School officials call it coincidental that the alliance applied while school policies were being reviewed, but representatives of the American Civil Liberties Union of New Mexico say they are concerned about the timing of the decision.
"This sort of tactic has been used in the past by school districts to discourage gay-straight clubs from forming," Micah McCoy, communications specialist for ACLU of New Mexico, said on Wednesday. "A lot of alarm bells went off when we saw this."
In a vote Tuesday night, the Clovis school board decided to prohibit any extra-curricular club from meeting during school hours or using school resources to meet and gather.
Meetings for the gay-straight alliance were going to be held after school all along, said James Walker, a senior at the school.

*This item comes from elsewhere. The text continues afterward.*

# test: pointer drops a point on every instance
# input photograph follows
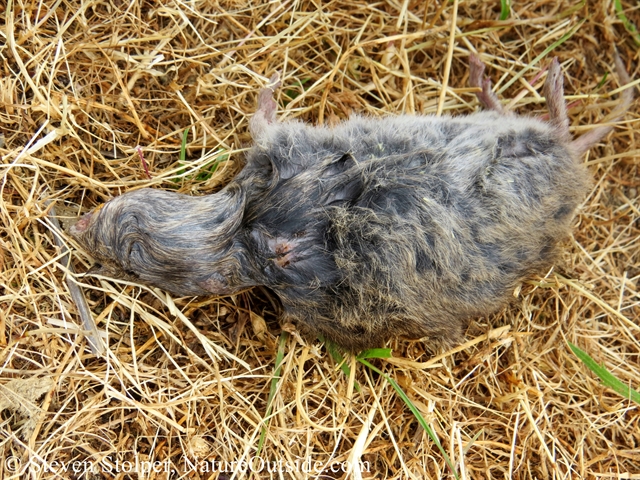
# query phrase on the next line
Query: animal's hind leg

But without resources or the ability to hang flyers or make announcements, it will be difficult to publicize meetings, he said.
"Now it's almost an underground operation," he said.
The gay-straight alliance is meant to create a safe place where students can get together and work toward greater tolerance and make schools safer places for gay, lesbian transgender and questioning students, McCoy said.
Clovis is in eastern New Mexico, on the border with Texas. There are 15 extra-curricular clubs currently at the school.
Calls to Clovis High School principal Wayne Marshall and district superintendent Terry Myers were not returned on Wednesday.
But Myers, who is in his first year at Clovis, told the Albuquerque Journal this week that the gay-straight alliance's application did not trigger the policy review.
"Being a new superintendent in Clovis, the board asked me to review each policy as it came up and make recommendations or at least bring those to their attention if there's some question as to what the board truly wants with a particular policy," Myers said, according to the newspaper. "This was not prompted by a particular request."
This isn't the first time the high school has gotten attention for an issue involving gay and lesbian students.
In 2008, the school changed its yearbook policy after a public outcry when lesbian couples were featured on a couples page of the yearbook. Now, the principal reviews any content that may be controversial.